Some of the most glaring examples of absenteeism came on crucial government bills. Only 60 senators participated in the third-reading vote for Bill C-9, the government’s contentious anti-hate bill.
As Prime Minister Mark Carney outlines his plans to overhaul appointments to the Upper Chamber, a new analysis shows nearly 25 per cent of senators missed any given vote since the 2025 election.
iPolitics analyzed the results of all 36 standing votes held in the Senate since the start of the 45th Parliament last May, and found that, on average, 72 votes or abstentions were recorded.
There are 105 seats in the Senate, though 10 are currently vacant, according to the official Senate website. Senators must resign after reaching the mandatory retirement age of 75.
While those vacancies happened over the course of the past year, iPolitics used 95 seats as the benchmark for its entire analysis, and found that, on average, 24 per cent of senators weren’t voting.

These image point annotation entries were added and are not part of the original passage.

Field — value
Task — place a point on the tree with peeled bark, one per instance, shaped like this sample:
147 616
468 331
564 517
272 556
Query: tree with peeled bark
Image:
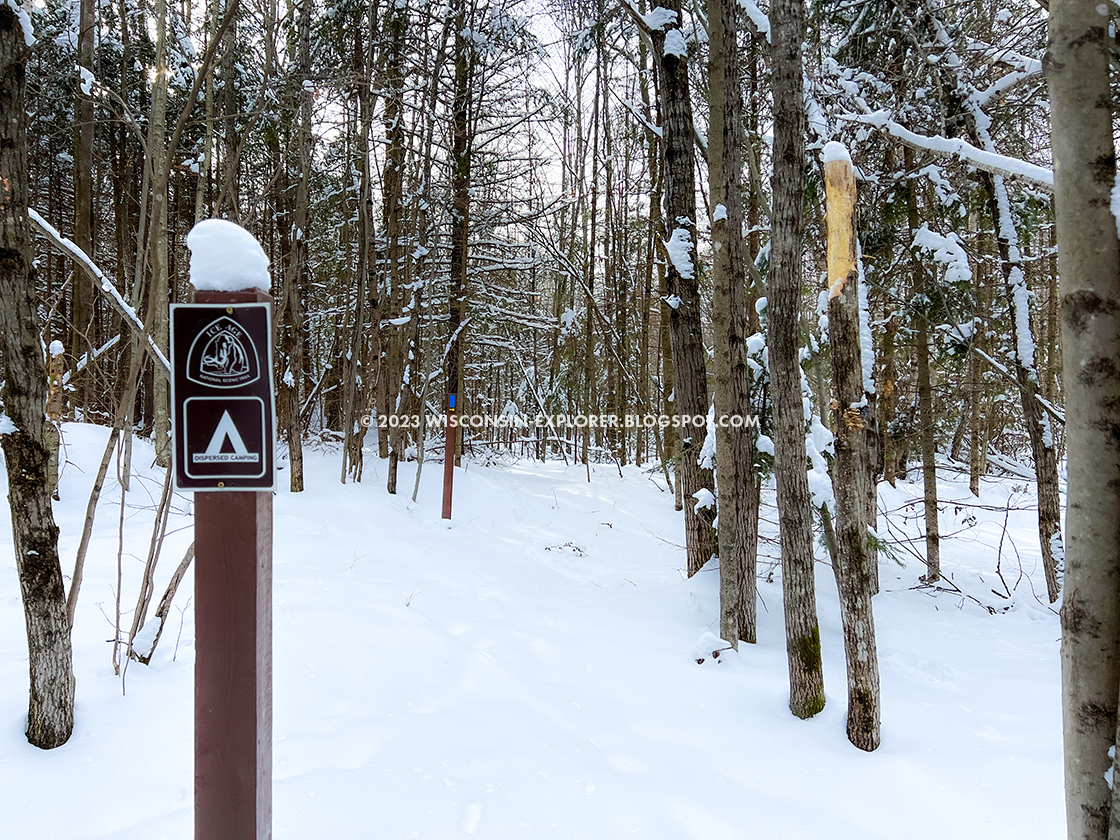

Some of the most glaring examples of absenteeism came on crucial government bills. Only 60 senators participated in the third-reading vote for Bill C-9, the government’s contentious anti-hate bill.

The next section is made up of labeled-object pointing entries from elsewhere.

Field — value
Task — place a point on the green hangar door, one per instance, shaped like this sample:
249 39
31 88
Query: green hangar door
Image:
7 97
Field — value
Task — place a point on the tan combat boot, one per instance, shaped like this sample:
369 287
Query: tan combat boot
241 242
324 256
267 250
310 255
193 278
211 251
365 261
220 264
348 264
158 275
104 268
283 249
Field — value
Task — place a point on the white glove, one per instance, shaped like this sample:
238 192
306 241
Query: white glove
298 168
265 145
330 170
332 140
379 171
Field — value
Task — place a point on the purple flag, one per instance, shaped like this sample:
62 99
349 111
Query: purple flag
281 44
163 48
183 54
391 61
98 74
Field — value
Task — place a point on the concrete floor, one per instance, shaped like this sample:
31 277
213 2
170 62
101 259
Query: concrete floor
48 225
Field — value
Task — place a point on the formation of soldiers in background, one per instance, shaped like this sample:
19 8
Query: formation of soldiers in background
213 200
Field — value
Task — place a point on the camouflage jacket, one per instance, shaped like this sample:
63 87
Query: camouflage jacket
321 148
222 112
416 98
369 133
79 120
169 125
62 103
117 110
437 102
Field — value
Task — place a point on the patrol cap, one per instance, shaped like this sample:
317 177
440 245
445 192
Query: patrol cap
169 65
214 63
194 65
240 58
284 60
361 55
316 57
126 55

That number rose to 75 for the vote on the committee report for C-9, which included an amendment to criminalize residential school denialism. Senators defeated the report and the amendments 41 to 32, with three abstentions.
Meanwhile, only 71 senators voted on Bill S-2, which makes changes to the Indian Act but was amended by the Senate to end the second-generation cutoff, against the wishes of the government.
In the House, the average absentee rate across all 173 votes this Parliament came in at 3.8 per cent, and fell to 1.8 per cent when including paired votes, MPs who have a standing agreement to sit out to match the absence of an opposing parliamentarian. This rate is based on the full chamber of 343 MPs, even though several vacancies occurred over the past year.
Franco Terrazzano, the federal director of the Canadian Taxpayers Federation, said he didn’t understand why so many senators were missing votes when they don’t have the same obligations as their counterparts in the House.
“What else do these senators have to do? They don’t have constituents. They’re not going to their constituents’ barbecues, flipping burgers during the summer,” he said.
“Voting on legislation is a key part of being a senator, and all these senators can’t be bothered to show up and raise their hands.”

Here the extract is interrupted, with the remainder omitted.